他人から影響を受けやすい人間のフィクション日記

夜に鳴くセミ

 通勤時、異常にセミが鳴いている一画を通る。その周辺だけ明らかにボリュームがおかしく、寝ぼけた頭に轟音が響く。住居の植木に大量に止まっているようだ。クマゼミの大合唱である。

 セミゾーン(と安直に名付けた)はさながらセミのトンネルであり、くぐり抜ければ、セミなど最初からいなかったのように静かになる。もともとここは閑静な住宅街であり、ある意味セミは異質な存在と言える。

 調和のとれていない歌声は、蒸し暑い朝にさらなる気だるさを与えてくれるが、それで私が得られるのは「世界よ終われ」という感情である。あるいは、もう終わっているのかもしれない。

 実はもうこの世は終末を迎えていて、すべてが幻覚の中、ただセミだけが本物であり、人間のいなくなった住宅街で元気よく鳴いているのではないか。週末を目前にそんなことを考えるのは私の頭が終わっているからだが、仮に世界が終わっていても、目の前の仕事は終わっていないので、結局やることは変わらないのである。

 

 往路も復路も同じ道を通るが、一つ違うところがあるとすれば、帰りはセミが鳴いていない点だ。
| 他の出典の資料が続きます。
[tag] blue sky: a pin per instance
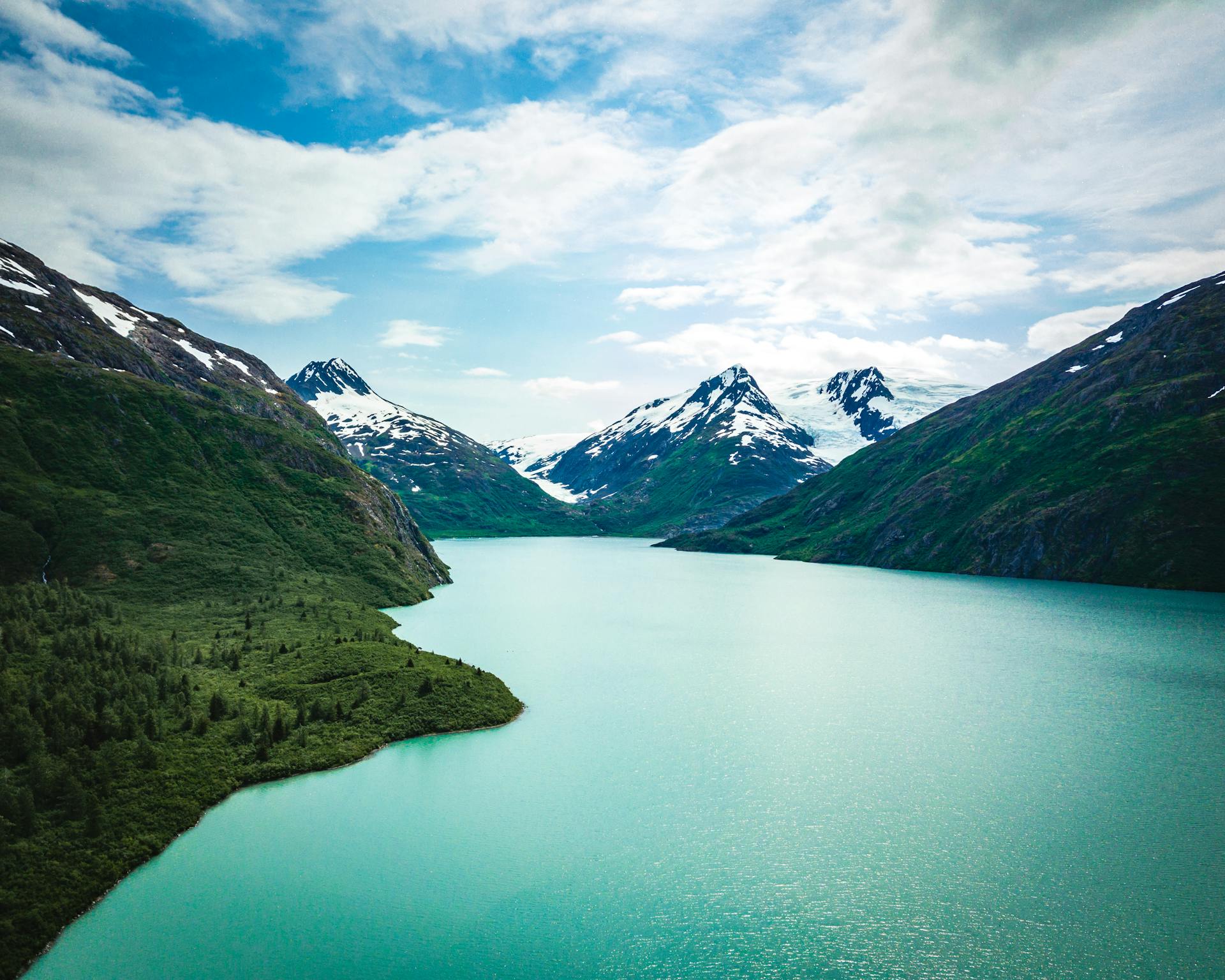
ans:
(527, 216)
夜の9時も過ぎれば、さすがにセミは鳴いていない。もとい人間すら歩いていないし、家の窓から漏れる光も少なくなっている。私の目先を照らしてくれるのはせいぜい街灯ぐらいで、もう街が眠りに入っていることがよく分かる。

 今週も無事に終わった。今月もなんとか生き延びた。と、歩いていると、セミゾーンが近づいてくる。すると、いつもと違う状況に気がついた。セミが鳴いている。クマゼミである。

 夜にセミが鳴くのはルール違反ではないだろうか。そんなルールは無いのだが、直感的にそう思った。

 

 おそらくは一匹だけが声を上げている。セミにだって色々あるだろう。人間ですらそうなのだから。昼に鳴き足りなかったのか。昼夜逆転しているのか。空気を読まないヤツなのか。周辺住民への配慮など一切せず、ただただ鳴き続けている。
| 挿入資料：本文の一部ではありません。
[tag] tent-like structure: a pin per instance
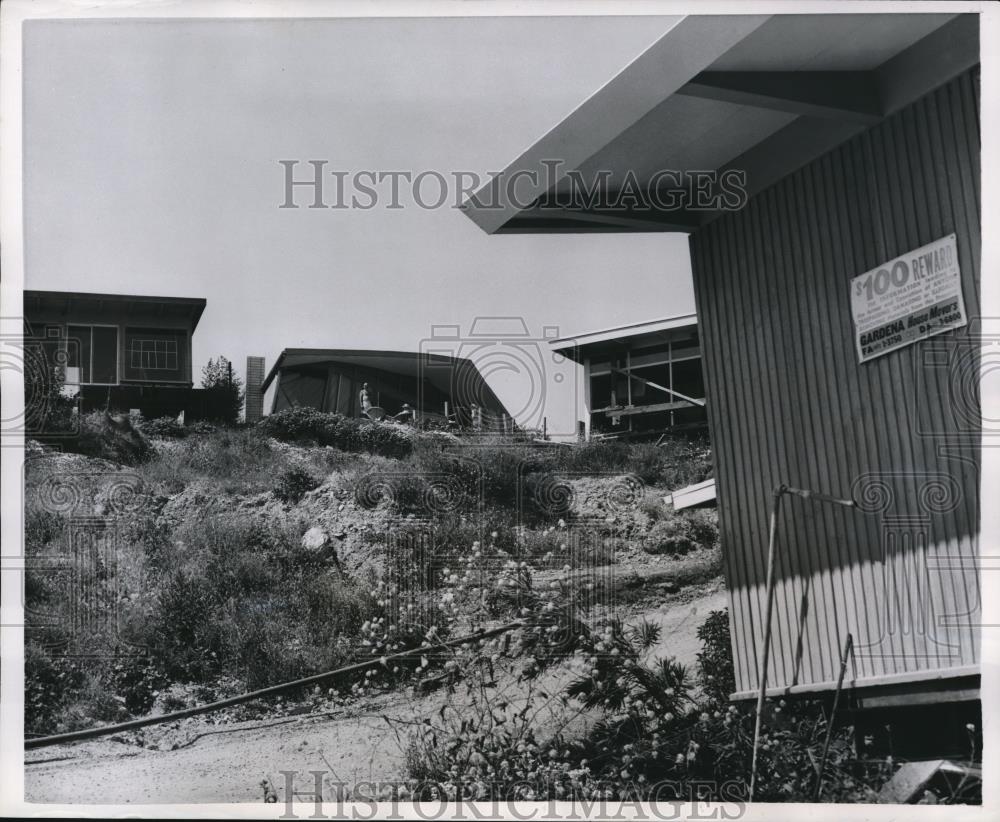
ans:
(434, 385)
 とはいえ、誰もセミに抗議しようとはしない。好きにさせておけ、とまで意識しているわけでもなく、夏にセミは鳴くものなのだから。電車で泣く赤子を見たときと同じだ。夜に鳴いてはいけない、などというルールはない。鳴きたいように鳴けばよい。

 

 朝よりも静まりかえった街に、セミの声は響き渡っていた。セミゾーンを抜けても、音は小さくなりながら、けれどもしっかりと聞こえてくる。

 しかし、ルール違反ではないものの、セミは夜に鳴くものだろうか。ないことはないのだろうが、不思議な感じもしないではない。そういえば、ここは現実だったのだろうか。人はおらず、電気は消え、セミの鳴き声だけが辺りにこだましている。

 現実であろうがなかろうが、生きている以上は生きていく必要があり、やはり何も変わらない。そもそも考えてみれば、人生自体が夢を見ているようなものではないか。冴えない頭で考えながら歩いて行く。セミはまだ鳴いている。